Apple's strategic direction reinforces this. They are investing heavily not in building the largest frontier models but in making powerful small models run efficiently on their hardware. A MacBook Pro today can run a 27B model at usable speeds. In two or three years, with continued hardware improvements, the gap between what runs locally and what runs in a data center will narrow further. Apple's silicon is already unusually well-suited to inference workloads because of how they integrate memory and compute, with a unified memory architecture that reduces the bandwidth bottleneck that plagues discrete GPU setups.

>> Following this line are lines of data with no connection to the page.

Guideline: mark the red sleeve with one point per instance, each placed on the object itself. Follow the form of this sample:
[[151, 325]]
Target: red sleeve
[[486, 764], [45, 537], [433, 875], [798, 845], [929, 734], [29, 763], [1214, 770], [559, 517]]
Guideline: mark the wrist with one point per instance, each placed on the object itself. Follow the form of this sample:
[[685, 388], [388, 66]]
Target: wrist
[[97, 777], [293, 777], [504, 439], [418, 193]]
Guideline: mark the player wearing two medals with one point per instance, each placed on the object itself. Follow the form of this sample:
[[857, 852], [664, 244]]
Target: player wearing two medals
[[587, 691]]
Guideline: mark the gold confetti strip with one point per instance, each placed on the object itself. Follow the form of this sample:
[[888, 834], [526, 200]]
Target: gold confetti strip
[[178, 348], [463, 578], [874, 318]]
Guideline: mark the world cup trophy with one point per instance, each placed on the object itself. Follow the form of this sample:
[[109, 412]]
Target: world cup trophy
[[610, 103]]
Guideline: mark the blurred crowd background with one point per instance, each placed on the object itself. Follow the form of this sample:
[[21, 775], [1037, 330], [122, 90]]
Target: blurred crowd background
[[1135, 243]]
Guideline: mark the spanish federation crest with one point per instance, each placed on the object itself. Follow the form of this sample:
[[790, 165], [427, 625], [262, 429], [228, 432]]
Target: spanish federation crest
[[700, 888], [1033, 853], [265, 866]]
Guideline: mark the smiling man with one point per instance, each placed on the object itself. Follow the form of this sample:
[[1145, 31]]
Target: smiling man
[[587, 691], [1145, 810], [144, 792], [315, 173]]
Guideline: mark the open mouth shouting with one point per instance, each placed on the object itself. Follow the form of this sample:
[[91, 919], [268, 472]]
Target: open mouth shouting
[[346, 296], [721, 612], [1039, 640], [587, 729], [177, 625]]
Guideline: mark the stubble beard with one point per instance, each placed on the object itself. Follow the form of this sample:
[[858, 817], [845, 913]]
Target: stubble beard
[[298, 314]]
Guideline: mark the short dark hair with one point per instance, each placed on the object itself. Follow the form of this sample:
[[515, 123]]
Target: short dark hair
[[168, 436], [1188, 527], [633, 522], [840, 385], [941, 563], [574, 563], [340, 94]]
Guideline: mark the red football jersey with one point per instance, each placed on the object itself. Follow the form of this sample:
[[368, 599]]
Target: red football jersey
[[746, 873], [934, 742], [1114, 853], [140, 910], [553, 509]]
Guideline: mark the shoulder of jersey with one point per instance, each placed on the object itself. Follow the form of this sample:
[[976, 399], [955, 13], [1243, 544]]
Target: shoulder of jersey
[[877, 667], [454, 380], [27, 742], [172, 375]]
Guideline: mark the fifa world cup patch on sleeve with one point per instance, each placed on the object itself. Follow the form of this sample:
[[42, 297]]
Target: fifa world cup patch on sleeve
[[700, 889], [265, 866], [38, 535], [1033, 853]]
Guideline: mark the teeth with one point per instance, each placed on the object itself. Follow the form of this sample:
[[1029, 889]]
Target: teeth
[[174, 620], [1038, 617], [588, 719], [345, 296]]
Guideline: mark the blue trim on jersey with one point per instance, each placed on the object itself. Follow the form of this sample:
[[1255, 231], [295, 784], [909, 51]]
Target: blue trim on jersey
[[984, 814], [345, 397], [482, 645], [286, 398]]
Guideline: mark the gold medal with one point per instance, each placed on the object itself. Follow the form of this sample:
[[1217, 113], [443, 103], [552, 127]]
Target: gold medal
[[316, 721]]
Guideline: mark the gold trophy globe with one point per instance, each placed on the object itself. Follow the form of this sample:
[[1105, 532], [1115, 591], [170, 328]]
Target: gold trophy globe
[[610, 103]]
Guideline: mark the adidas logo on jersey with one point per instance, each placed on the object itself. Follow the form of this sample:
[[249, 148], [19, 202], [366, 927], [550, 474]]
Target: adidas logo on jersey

The combination of better small models, better local hardware, and purpose-built inference chips like what Taalas is building points toward a world where token production is far more distributed and far less concentrated in a handful of American hyperscalers than it is today. For Europe, and for France specifically, the window to build meaningful sovereign capacity is open now, while the technology is accessible, while the open-source models are catching up, and before the infrastructure dependencies of the next decade get locked in.

The token is the unit of intelligence. Whoever controls the factory controls the product.